Die Zukunft von Cristo ist ungewiss.
Die Zukunft von Cristo ist ungewiss. © KEYSTONE/Gian Ehrenzeller
Die Cristo-Statue aus Bad Ragaz muss weg. Das haben die Bürger entschieden. Doch wohin mit der elf Meter hohen und 2,4 Tonnen schweren Skulptur? Interessenten gibt es: Ein Parkbesitzer in Bern, ein Thurgauer und sogar ein Prinz aus Saudi-Arabien wollen Cristo.

Hoch über Bad Ragaz thront Cristo. Die Statue wurde für die Kunstausstellung Bad Ragartz auf dem Guschakopf aufgestellt und sollte im November wieder demontiert werden. Mit einer Petition wehrten sich 2300 Personen gegen diese Demontage. Am Freitag hat die Ortsgemeinde Bad Ragaz entschieden: Cristo muss definitiv weg.

“Cristo-Mutter” Esther Hohmeister spricht gegen Radio FM1 von einer Enttäuschung: “Die Ortsbürger wollen lieber eine Schweizerfahne auf dem Guschakopf sehen, damit sie immer wissen, woher der Wind weht.” Den Entscheid akzeptiert sie trotzdem. Und schaut in die Zukunft.

Mehrere Interessenten

“Wir haben verschiedene Interessenten für die Cristo-Statue. Bereits vor der Ausstellung hat ein Mann aus dem bernischen Münsingen sein Interesse bekundet.

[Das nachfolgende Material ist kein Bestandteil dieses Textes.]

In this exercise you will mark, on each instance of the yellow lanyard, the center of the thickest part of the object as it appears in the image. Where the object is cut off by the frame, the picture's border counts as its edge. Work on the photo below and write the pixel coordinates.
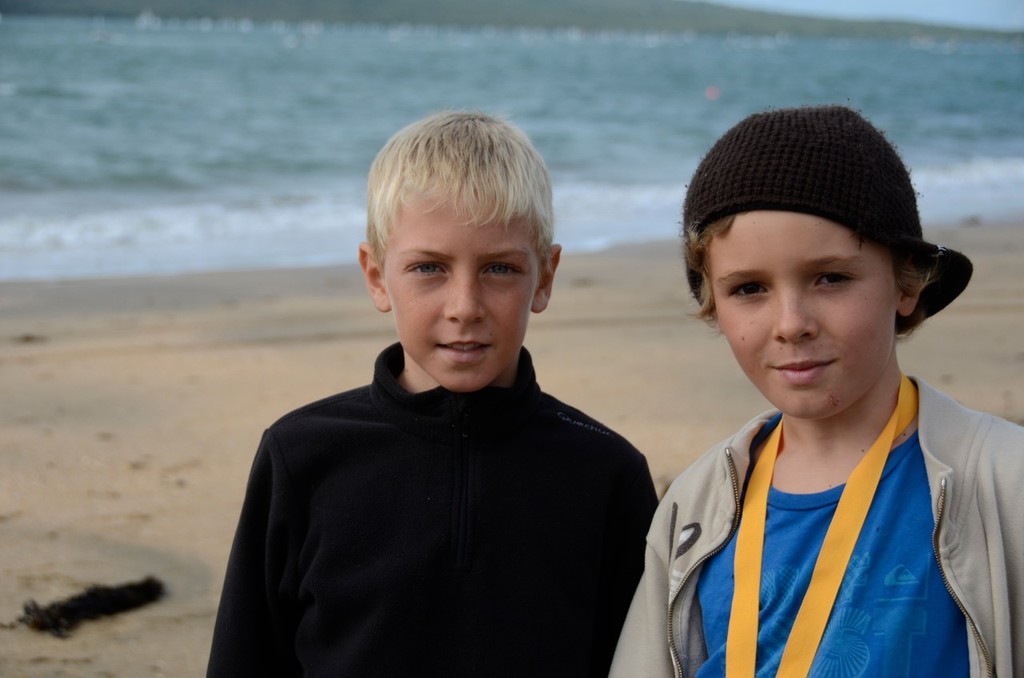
(740, 653)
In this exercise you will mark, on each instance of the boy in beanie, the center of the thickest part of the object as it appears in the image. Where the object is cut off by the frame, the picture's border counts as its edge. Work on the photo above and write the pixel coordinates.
(869, 525)
(450, 519)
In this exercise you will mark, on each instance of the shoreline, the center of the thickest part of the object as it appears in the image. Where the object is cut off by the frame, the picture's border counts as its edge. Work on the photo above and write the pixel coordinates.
(133, 408)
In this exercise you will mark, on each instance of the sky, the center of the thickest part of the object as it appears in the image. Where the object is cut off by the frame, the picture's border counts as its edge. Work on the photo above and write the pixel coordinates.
(998, 14)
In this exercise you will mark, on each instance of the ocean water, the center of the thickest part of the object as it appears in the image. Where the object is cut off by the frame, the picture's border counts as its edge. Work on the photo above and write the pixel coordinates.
(156, 146)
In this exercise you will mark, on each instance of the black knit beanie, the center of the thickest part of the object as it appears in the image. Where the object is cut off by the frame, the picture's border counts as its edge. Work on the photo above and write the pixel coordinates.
(827, 161)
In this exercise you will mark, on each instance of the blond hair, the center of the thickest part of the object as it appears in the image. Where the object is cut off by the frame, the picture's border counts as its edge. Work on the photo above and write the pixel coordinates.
(485, 167)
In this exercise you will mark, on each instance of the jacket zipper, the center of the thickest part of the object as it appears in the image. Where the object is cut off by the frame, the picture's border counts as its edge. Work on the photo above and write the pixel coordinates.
(673, 650)
(461, 517)
(945, 580)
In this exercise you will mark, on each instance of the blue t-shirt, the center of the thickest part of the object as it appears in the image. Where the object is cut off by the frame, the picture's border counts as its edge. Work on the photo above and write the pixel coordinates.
(893, 615)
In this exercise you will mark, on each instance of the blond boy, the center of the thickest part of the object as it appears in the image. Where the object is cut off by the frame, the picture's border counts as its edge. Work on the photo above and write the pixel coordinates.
(450, 518)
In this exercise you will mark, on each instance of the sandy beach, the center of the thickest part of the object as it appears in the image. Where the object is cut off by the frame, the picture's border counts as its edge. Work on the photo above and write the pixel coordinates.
(132, 409)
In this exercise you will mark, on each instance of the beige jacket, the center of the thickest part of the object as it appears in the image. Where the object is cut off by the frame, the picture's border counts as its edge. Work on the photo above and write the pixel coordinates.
(975, 464)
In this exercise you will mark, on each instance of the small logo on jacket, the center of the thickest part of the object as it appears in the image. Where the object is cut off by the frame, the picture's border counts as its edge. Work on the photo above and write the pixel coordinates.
(582, 424)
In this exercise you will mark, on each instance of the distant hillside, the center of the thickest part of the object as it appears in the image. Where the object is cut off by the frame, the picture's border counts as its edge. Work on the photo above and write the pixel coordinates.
(664, 15)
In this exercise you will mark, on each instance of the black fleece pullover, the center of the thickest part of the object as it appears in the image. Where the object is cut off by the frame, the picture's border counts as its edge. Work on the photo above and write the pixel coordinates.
(499, 533)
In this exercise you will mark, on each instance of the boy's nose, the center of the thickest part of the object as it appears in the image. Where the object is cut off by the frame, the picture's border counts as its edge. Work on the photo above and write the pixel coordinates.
(795, 319)
(463, 304)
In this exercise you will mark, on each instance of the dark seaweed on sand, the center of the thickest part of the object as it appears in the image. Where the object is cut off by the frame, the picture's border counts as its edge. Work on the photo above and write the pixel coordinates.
(61, 616)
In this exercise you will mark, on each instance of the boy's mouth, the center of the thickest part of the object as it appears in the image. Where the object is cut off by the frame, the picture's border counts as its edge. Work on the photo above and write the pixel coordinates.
(463, 346)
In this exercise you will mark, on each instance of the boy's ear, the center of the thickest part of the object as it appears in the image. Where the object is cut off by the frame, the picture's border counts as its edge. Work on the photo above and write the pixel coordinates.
(907, 303)
(374, 277)
(542, 295)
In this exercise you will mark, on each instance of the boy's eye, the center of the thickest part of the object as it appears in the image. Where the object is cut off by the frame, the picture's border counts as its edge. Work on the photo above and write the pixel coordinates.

Er hat offenbar einen grossen Park und könnte die Statue so auf Privatgrund stellen. Auch aus dem Thurgau haben wir eine Anfrage bekommen: Ein Mann aus Egnach meint, dass er einen wunderbaren Platz für Cristo hätte. Eine weitere Anfrage kam von einem Prinzen aus Riad”, sagt Hohmeister.

Nur einen Berg weiter?

Hohmeister hat einen favorisierten Ort für Cristo: “Am liebsten wäre mir, er würde hier in Bad Ragaz bleiben. Über Facebook kam der Vorschlag, Cristo beim Schloss Wartenstein aufzustellen. Das wäre mir auch recht. So müssten wir ihn nicht weit transportieren und ich würde ihn aus dem ersten Stock meines Hauses noch immer sehen.”

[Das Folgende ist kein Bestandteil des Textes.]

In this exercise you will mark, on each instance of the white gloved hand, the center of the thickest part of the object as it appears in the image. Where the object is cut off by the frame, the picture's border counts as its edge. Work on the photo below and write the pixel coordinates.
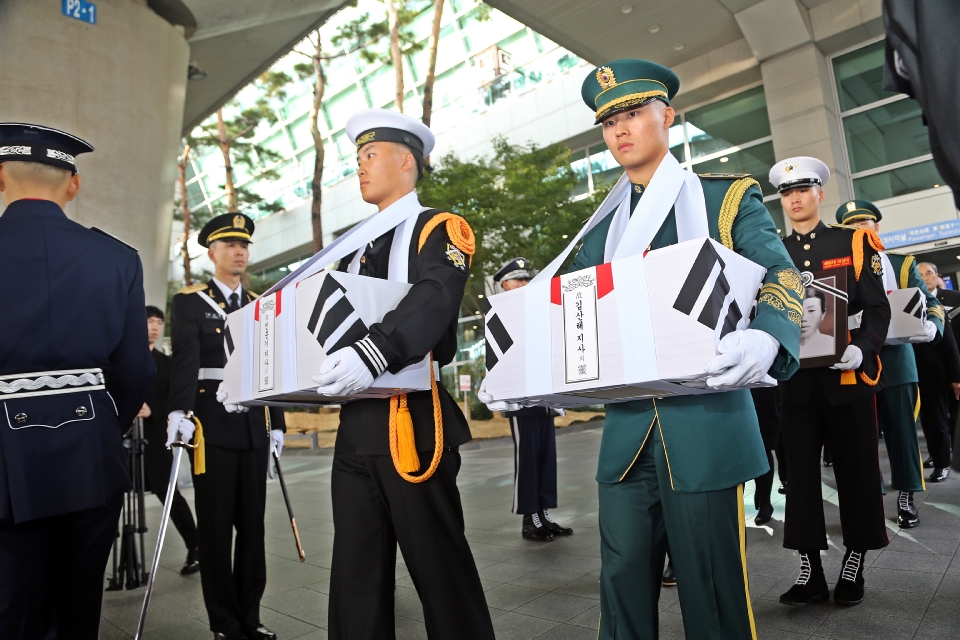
(498, 405)
(179, 425)
(222, 397)
(852, 359)
(929, 333)
(276, 442)
(343, 373)
(745, 357)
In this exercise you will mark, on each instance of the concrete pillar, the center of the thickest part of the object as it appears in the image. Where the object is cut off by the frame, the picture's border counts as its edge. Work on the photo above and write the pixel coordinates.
(804, 119)
(119, 84)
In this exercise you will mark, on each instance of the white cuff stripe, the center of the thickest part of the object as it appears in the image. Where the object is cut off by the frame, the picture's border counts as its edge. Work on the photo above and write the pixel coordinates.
(373, 354)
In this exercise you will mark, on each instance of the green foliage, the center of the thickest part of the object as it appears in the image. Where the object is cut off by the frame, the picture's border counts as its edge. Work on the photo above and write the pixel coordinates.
(517, 202)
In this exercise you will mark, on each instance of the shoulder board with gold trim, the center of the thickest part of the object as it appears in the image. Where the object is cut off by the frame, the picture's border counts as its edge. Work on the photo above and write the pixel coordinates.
(194, 288)
(723, 176)
(112, 237)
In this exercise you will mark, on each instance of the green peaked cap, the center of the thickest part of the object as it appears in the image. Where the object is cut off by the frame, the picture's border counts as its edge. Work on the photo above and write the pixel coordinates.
(626, 83)
(854, 210)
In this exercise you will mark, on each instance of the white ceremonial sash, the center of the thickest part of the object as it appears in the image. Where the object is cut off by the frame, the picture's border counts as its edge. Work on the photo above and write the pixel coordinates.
(889, 275)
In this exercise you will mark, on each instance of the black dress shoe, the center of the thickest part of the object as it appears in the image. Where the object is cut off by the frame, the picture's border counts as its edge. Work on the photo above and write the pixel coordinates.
(765, 515)
(552, 526)
(260, 632)
(669, 577)
(939, 475)
(192, 563)
(849, 589)
(533, 529)
(811, 585)
(907, 516)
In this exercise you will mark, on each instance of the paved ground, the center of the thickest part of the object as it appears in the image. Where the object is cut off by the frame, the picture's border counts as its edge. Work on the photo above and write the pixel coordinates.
(550, 591)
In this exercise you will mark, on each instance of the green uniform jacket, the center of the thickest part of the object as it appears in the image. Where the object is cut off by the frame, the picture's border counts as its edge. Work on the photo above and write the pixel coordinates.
(711, 441)
(899, 365)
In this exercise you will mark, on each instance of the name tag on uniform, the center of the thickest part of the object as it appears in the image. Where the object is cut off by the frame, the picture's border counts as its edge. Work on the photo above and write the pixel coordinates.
(836, 263)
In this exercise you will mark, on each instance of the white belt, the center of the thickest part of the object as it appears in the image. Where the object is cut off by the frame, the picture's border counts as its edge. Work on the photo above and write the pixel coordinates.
(44, 383)
(210, 374)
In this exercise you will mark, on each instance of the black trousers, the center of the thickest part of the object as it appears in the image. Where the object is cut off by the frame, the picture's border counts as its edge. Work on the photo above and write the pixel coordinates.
(534, 463)
(157, 462)
(851, 432)
(374, 510)
(51, 574)
(935, 421)
(230, 496)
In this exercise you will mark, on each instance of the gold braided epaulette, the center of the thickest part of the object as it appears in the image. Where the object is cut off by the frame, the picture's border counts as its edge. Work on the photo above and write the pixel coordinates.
(193, 288)
(731, 206)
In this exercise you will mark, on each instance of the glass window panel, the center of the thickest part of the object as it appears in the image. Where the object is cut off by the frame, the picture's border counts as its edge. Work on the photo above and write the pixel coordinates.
(859, 76)
(756, 161)
(886, 134)
(581, 168)
(605, 169)
(898, 182)
(733, 121)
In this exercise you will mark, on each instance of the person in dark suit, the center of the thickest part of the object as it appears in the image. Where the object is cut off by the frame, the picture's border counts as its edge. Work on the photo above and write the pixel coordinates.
(74, 371)
(230, 493)
(534, 444)
(157, 459)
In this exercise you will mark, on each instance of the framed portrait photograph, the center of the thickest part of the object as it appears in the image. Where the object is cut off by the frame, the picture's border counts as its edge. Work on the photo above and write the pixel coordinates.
(823, 327)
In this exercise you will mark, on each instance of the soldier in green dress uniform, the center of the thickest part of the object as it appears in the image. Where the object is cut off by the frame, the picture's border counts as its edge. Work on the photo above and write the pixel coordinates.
(675, 467)
(898, 403)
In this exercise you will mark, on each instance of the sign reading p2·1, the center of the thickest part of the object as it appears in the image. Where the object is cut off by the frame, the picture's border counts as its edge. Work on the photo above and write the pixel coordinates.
(80, 10)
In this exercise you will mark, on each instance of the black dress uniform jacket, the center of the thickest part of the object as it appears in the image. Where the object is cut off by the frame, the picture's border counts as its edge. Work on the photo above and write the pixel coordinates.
(196, 332)
(425, 321)
(73, 299)
(814, 251)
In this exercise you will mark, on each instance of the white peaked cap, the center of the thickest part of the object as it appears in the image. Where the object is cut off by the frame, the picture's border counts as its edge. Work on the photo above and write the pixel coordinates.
(372, 120)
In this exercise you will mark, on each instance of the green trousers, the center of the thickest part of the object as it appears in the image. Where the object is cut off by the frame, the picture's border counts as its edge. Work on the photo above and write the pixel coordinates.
(707, 546)
(898, 408)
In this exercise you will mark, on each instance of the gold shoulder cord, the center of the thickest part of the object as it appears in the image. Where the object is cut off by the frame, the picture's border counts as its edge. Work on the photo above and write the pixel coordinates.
(730, 208)
(403, 446)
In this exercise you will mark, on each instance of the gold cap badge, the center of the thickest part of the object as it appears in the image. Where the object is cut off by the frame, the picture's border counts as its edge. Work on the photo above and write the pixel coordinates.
(606, 78)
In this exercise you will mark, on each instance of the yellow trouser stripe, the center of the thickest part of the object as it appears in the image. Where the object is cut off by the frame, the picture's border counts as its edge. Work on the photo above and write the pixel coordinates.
(743, 560)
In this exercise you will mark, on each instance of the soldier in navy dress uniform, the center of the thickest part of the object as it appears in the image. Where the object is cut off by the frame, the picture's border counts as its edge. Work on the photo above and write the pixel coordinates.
(833, 405)
(230, 494)
(71, 383)
(534, 445)
(378, 501)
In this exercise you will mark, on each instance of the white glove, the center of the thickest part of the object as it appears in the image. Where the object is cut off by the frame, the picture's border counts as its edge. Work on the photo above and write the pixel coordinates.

Wo auch immer Cristo hinkommt, ein Entscheid müsste schon bald getroffen werden. “Ab heute wird der Abtransport organisiert”, sagt Hohmeister. Die grosse logistische Herausforderung nimmt aber einige Zeit in Anspruch. Hohmeister: “Dann braucht der Helikopter noch das richtige Flugwetter.”